Saturday, June 17, 2006

New Nutch Sighting at Rediff

Just to make sure our list doesn't grow stale, here's the new Nutch of the day:
"NutchCVS/0.7.2 (Nutch;;"
No clue why a business email company needs a web crawler but that's where it came from.

I noticed the Nutch developers picked up on my previous post and are discussing forcing the default user agent to be changed, which wasn't yet again, and ways to reduce the amount of actual crawling of individual websites by Nutch.

Good luck on that effort guys, we can use it!

Thursday, June 15, 2006

Hanzo:web Social Archiving is Social Copyright Infringement

OK boys and girls, it's time to get pissed off as all notion of copyright and control of your site content has been tossed out the window as the fine folks over at hanzo:web ARCHIVE your site content on demand!

That's right, you click on their bookmarklet and TA DA! your page gets archived WITHOUT YOUR PERMISSION on someone else's server.

Here's the most priceless quote on their site:

Only you can save the Web!
So who's going to save the web from some bullshit like this?

Did you bother asking webmasters if they want their websites saved?

I don't want to be archived, I don't need to be saved, take your archiving toys and go fuck yourselves!


I just about wrecked a keyboard while sipping soda when I ran across this:

Respect for content

All archived pages, links and sites are stored exactly as they appeared on the web. Pictures, objects, links and flash are all retained as they are, preserved as originally conceived.

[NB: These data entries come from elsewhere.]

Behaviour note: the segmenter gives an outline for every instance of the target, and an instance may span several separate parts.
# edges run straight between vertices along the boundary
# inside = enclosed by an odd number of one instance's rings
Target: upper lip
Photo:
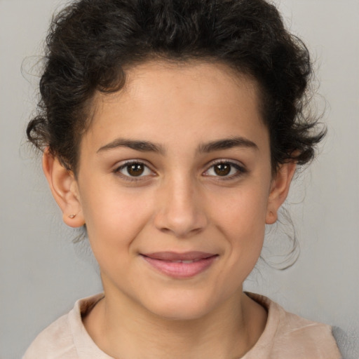
[[[205,252],[192,251],[182,253],[177,252],[155,252],[153,253],[142,253],[142,255],[163,261],[189,261],[204,259],[217,255]]]

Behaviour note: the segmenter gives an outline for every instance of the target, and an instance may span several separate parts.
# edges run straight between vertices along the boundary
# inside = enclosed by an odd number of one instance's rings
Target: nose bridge
[[[177,237],[201,231],[207,224],[199,188],[189,174],[170,176],[158,189],[156,226]]]

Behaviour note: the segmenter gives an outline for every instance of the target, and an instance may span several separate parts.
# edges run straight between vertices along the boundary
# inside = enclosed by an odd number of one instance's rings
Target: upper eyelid
[[[153,168],[152,165],[149,163],[146,160],[134,158],[129,160],[123,160],[123,161],[121,161],[121,164],[116,164],[114,166],[114,170],[118,171],[119,169],[123,169],[127,165],[130,165],[133,163],[140,163],[147,167],[151,172],[156,172],[156,171]],[[217,158],[208,162],[205,165],[205,166],[203,166],[205,168],[203,172],[207,172],[208,170],[210,170],[210,168],[219,163],[229,163],[232,165],[234,165],[236,167],[239,167],[244,170],[247,170],[246,166],[243,165],[243,163],[241,163],[241,161],[237,161],[236,160],[228,158]]]

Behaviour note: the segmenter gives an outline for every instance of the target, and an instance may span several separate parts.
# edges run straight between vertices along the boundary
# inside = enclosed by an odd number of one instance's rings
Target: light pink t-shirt
[[[330,326],[286,312],[266,297],[249,295],[266,309],[268,319],[258,341],[241,359],[341,358]],[[81,315],[103,297],[100,294],[77,301],[68,314],[39,334],[22,359],[114,359],[96,346],[81,320]]]

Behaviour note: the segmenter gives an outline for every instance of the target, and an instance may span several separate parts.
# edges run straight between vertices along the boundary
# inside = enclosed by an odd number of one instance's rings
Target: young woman
[[[53,20],[27,135],[104,292],[25,359],[340,358],[329,326],[242,287],[323,136],[311,72],[263,0],[81,0]]]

Are you fucking kidding me?

Where's the respect for my fucking copyright?

You'll be archiving pages WITHOUT PERMISSION, possibly with someone's AdSense account embedded and someone can be sitting on your sites click frauding accounts to death, or stealing content while it can't even be detected that someone is even accessing the pages via the archive.

When they "archive" your page it gets crawled by the following: "Mozilla/5.0 (compatible; heritrix/1.4.0 +"

inetnum: -
netname: hanzoweb
descr: Hanzo Archives Ltd
Now look at this shit coming from their servers: "GET / " Mozilla/5.0 (compatible; heritrix/1.4.0 +" "GET /robots.txt" "Python-urllib/1.16" "GET / " "Mozilla/5.0 (compatible; heritrix/1.4.0 +" "GET /robots.txt HTTP/1.0" "Python-urllib/1.16" "GET /"" "Python-urllib/2.4" "GET /" "Python-urllib/2.4"
So it's looking at robots.txt but what user agent are they looking for?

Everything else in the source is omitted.